Much is made of a supposed analogy between the plight in which the appellant finds itself and that of public utilities subjected to maximum rates that do not yield a fair return. But the analogy, when scrutinized, is seen to be unreal. A public utility in such circumstances has no outlet of escape. If it is running its business with reasonable economy, it must break the law or bleed to death. But that is not the alternative offered where the law prescribes a minimum. An outlet is then available to the regulated business, an outlet that presumably will be utilized whenever use becomes expedient. If the price is not raised, the reason must be that efficient operators find that they can get along without a change. Either that must be so, or else, as was pointed out in the opinion below, the industry will perish. The bill does not suggest that such a catastrophe is imminent. True, of course, it is that the weaker members of the group (the marginal operators or even others above the margin)may find themselves unable to keep pace with the stronger, but it is their comparative inefficiency, not tyrannical compulsion, that makes them laggards in the race. Whether a wise statecraft will favor or condemn this exaltation of the strong is a matter of legislative policy with which courts are not concerned. To pass judgment on it, there is need that the field of vision be expanded to take in all the contestants in the race for economic welfare, and not some of them only. The small dealer may suffer, but the small producer may be helped, and an industry vital to the state thus rescued from extinction. Such, at any rate, is the theory that animates the statute, if we look to the official declaration of the purpose of its framers. Nebbia v. People of State of New York, supra, pages 515, 516 of 291 U.S., 54 S.Ct. 505. The question is not for us whether the workings of the law have verified the theory or disproved it. At least, a law so animated is rescued from the reproach of favoritism for the powerful to the prejudice of the lowly. If the orders made thereunder are not arbitrary fiats, the courts will stand aloof.

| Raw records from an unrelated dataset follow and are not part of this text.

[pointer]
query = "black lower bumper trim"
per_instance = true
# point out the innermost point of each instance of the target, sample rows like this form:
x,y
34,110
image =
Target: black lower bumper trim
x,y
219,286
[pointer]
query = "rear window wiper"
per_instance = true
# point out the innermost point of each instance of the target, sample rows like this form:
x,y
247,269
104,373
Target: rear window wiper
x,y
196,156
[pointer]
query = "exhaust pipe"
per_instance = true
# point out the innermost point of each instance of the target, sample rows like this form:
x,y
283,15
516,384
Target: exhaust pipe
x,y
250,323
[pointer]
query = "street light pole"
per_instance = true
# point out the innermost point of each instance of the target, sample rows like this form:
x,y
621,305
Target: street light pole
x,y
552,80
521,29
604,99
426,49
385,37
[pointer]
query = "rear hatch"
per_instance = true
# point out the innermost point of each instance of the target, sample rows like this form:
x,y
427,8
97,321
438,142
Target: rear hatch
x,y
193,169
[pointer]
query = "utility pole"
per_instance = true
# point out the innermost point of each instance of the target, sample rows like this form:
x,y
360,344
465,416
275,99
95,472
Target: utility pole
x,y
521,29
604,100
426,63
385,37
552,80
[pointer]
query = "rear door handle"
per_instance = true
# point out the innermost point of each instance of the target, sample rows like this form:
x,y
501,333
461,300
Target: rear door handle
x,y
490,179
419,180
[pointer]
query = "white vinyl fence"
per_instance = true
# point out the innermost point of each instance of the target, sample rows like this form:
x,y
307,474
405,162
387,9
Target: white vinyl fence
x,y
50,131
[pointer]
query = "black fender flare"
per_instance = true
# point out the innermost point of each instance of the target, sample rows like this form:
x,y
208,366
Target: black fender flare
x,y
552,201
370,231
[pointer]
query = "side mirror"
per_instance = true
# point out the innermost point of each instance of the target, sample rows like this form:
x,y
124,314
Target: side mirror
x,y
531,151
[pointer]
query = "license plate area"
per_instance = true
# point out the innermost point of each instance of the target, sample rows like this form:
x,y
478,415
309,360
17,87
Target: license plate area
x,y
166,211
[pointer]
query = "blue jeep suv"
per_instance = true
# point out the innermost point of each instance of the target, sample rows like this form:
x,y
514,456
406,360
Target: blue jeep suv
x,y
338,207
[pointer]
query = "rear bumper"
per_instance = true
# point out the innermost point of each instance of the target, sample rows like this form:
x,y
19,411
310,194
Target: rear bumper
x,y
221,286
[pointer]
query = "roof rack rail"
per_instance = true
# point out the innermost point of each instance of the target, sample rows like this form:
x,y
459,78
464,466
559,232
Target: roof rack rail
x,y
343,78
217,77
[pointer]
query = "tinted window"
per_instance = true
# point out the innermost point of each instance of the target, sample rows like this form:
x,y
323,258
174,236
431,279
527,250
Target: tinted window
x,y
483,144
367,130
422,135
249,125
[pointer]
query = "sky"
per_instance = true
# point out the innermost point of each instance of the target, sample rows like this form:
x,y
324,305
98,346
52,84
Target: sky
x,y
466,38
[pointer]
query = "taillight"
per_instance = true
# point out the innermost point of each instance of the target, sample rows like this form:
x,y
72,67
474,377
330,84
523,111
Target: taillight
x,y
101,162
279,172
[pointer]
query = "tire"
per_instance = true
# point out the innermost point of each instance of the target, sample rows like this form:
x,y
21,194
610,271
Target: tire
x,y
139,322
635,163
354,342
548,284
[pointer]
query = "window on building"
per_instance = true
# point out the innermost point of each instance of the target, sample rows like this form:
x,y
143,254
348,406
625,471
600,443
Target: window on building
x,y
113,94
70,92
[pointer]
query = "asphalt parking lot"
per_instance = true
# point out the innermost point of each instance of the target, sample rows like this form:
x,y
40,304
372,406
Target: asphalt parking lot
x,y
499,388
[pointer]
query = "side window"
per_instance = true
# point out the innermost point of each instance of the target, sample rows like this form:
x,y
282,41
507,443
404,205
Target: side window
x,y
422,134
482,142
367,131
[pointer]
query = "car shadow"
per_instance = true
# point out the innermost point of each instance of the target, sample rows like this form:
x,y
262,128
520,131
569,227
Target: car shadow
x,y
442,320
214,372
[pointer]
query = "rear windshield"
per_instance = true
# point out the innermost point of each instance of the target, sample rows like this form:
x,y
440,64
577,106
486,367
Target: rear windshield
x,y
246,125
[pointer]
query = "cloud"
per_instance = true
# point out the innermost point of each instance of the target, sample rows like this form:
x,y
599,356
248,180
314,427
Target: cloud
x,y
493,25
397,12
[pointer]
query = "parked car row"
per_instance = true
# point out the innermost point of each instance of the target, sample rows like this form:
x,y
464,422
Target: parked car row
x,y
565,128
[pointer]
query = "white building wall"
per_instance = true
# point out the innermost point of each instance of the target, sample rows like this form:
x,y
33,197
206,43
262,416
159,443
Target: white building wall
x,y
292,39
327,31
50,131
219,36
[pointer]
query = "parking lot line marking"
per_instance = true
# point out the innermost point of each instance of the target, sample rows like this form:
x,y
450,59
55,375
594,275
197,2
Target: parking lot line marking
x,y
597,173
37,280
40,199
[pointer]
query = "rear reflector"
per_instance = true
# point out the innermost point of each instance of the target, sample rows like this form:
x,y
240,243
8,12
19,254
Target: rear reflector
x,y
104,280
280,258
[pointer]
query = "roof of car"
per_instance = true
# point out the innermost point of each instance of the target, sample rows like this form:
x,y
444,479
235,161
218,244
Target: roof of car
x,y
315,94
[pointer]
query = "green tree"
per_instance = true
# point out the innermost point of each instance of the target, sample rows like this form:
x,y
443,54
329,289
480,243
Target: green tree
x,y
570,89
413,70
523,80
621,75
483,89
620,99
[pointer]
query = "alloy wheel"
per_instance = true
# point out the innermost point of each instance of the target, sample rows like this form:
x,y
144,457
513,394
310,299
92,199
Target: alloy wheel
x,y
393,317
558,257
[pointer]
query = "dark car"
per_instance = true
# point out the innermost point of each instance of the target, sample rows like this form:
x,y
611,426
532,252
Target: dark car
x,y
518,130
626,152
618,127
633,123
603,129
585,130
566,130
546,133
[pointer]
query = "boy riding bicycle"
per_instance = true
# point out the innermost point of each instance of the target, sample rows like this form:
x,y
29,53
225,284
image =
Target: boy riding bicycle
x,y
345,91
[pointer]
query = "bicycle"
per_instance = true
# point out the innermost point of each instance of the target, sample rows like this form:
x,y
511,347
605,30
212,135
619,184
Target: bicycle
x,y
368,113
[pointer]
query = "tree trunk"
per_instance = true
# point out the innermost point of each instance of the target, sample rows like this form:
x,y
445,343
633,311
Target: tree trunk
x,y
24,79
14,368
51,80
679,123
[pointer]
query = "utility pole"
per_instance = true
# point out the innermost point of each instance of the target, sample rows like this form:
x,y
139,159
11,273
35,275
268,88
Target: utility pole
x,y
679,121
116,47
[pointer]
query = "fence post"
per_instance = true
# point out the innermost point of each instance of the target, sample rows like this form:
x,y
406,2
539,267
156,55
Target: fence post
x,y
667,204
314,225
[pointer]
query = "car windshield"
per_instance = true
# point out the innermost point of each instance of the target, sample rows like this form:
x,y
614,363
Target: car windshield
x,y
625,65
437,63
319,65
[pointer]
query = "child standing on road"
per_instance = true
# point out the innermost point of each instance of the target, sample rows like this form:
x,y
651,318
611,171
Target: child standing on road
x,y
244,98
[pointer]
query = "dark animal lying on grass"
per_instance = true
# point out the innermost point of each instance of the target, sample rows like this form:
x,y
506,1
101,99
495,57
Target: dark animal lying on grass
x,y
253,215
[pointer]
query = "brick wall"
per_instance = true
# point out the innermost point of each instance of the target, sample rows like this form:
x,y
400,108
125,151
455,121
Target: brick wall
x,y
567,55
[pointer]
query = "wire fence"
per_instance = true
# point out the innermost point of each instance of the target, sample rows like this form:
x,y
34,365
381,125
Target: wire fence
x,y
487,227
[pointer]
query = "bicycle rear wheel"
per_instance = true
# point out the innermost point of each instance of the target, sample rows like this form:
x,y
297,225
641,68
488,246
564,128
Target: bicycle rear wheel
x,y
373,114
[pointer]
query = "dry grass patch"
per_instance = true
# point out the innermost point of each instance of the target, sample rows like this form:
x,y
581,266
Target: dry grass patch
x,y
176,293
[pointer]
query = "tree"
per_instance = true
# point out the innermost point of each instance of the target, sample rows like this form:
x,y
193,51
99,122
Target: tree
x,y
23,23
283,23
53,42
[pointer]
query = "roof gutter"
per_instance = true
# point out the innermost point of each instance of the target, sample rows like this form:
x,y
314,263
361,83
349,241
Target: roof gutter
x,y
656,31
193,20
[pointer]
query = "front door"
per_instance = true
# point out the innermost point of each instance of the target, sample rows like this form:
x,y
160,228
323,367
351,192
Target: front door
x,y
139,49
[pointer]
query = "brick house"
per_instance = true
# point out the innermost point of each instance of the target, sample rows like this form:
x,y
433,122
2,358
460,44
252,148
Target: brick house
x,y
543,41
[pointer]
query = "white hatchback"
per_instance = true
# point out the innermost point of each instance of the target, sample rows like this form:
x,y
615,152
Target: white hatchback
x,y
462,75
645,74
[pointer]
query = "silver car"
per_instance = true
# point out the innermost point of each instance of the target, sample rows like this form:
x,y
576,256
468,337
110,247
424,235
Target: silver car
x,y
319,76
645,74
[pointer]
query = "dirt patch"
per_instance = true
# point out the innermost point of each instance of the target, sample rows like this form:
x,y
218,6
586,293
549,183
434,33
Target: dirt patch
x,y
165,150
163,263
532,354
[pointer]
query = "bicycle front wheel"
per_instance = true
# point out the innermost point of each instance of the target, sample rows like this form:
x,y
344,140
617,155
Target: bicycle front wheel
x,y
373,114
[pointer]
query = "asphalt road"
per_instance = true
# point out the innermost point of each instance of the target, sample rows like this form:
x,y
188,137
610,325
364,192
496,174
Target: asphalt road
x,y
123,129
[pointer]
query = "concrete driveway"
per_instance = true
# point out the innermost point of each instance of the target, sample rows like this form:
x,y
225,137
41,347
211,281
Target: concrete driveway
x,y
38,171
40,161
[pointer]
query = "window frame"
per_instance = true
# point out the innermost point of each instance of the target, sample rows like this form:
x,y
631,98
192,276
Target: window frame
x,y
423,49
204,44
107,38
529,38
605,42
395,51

The statute (N.Y. Laws 1933, c. 158, § 312(d, f) contains provisions whereby a dealer dissatisfied with any administrative order may be heard in opposition, or may apply to the board afterwards to modify its ruling. This is an administrative remedy which in the one form or the other the appellant should have utilized before resorting to a suit. P. F. Petersen Baking Co. v. Bryan, 290 U.S. 570, 575, 54 S.Ct. 277, 78 L.Ed. 505, 90 A.L.R. 1285. There is no statement that it did so.
The decree should be affirmed.
Mr. Justice SUTHERLAND concurs in the result.
The Act of 1933 has been amended and continued by Laws of 1934, c. 126.
'If a allowances are made for the additional milk which, because of the tightening-up of the classification for Class 1 milk occurring on February 16, 1934 must be included in Class 1, the milk dealers' spread at this time is approximately 0.12 cents per quart greater than it was just before the Board was created.'
This statement in the report is followed by schedules which contain supporting data.